Previous chapters of Emma’s Story can be found on the Stories page.
As usual. This is the first readable draft of the chapter. It can and will be changed, edited, and tinkered with. It may even get thrown out completely.
This weeks musical accompaniment comes from Oleg Polar, a DJ I discovered earlier this week and who’s sets I’ve been listening to a lot. He’s spinning a rather smooth and friendly kind of breakbeat that fits very well with the kind of progressive house music I’ve been into lately.
This particular set contains breaks versions of classic trance tracks and chances are that even if you’re not normally into that kind of music you will recognise at least some of the tracks. I hope you enjoy it, both the music and the story.
Emma’s Story – Chapter 4
A new day is not yet dawned, for this is the dark time of the year, but a young woman is awake since long. She is dressed and eaten, washed and ready. And isn’t it funny how, in the pale morning light, all the fears and worries of the night before are washed away, even if the sun is still long to rise.

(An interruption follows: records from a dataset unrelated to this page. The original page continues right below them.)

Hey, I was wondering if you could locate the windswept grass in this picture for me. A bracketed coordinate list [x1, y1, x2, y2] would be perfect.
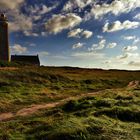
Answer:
[0, 67, 140, 140]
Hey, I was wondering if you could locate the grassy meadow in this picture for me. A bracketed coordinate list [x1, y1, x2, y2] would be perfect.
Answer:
[0, 66, 140, 140]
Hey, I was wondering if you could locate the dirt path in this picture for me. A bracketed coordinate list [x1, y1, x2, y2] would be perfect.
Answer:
[0, 91, 104, 121]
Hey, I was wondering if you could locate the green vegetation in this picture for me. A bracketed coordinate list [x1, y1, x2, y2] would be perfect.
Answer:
[0, 66, 140, 140]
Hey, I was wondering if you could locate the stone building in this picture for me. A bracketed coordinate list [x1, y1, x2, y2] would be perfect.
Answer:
[11, 55, 40, 66]
[0, 14, 40, 66]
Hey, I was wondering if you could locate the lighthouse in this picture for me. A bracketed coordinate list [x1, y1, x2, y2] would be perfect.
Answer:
[0, 14, 10, 62]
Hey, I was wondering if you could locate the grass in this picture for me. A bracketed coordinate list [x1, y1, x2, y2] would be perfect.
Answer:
[0, 67, 140, 140]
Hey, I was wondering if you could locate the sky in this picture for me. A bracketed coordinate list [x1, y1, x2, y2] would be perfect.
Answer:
[0, 0, 140, 70]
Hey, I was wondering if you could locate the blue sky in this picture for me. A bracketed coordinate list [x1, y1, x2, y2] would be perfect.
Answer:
[0, 0, 140, 70]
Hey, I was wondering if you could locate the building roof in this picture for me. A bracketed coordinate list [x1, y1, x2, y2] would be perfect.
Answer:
[11, 55, 40, 65]
[0, 13, 8, 22]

When dawn comes she will leave.
Flames, from torch and lantern, bring light to a cold winter morning. Outside a stable, a young woman’s family help her prepare for the journey. Horses two, brown and black, are harnessed to a sled. Furs and blankets, thick and warm, are brought out from coffers and chests. No travelers shall freeze when riding on this family’s carriage. Respectable fylkin travel in comfort.
A sled is made ready and a young woman takes the reins. Beside her, a lantern high on a pole keeps the darkness at bay. Her family say their farewells and return to their burrow. They have tasks and chores to see to inside, where a fire burns in the hearth, and where no wind tugs at coats and skirts.

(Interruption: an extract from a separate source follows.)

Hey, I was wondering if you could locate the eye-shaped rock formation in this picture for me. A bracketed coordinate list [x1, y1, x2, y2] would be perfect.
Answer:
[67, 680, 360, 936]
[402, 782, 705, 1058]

They will not wave her off, for she will not be gone long, and they know she will be back.
She can drive.
In the east, a washed out grey heralds the coming of day, and in the village on the hill, a young man and his brother arrive outside a stable. Each brother is dressed for travel. Each brother carries a burden of his own to bring on the journey. One brings supplies, the other weapons.
Emma shook her head where she sat in the driver’s place at the front seat of the sled. A faint smile tugged at her lips. Too early to get upset. “Seriously Torkel.” She raised an eyebrow. “Are you going to war or something? Two crossbows?”
Burje laughed. “Ayup. He’s going to conquer all of Askerum on his own.”
“Hey!” Grinning, Torkel slapped his brother over the shoulder with his free arm. “They’re a fearsome lot over there.”
Emma laughed. “They’ll be fearful at least when you get there.” She motioned for them to join her. “Pack in and hop on. We’ve got a long way to go.”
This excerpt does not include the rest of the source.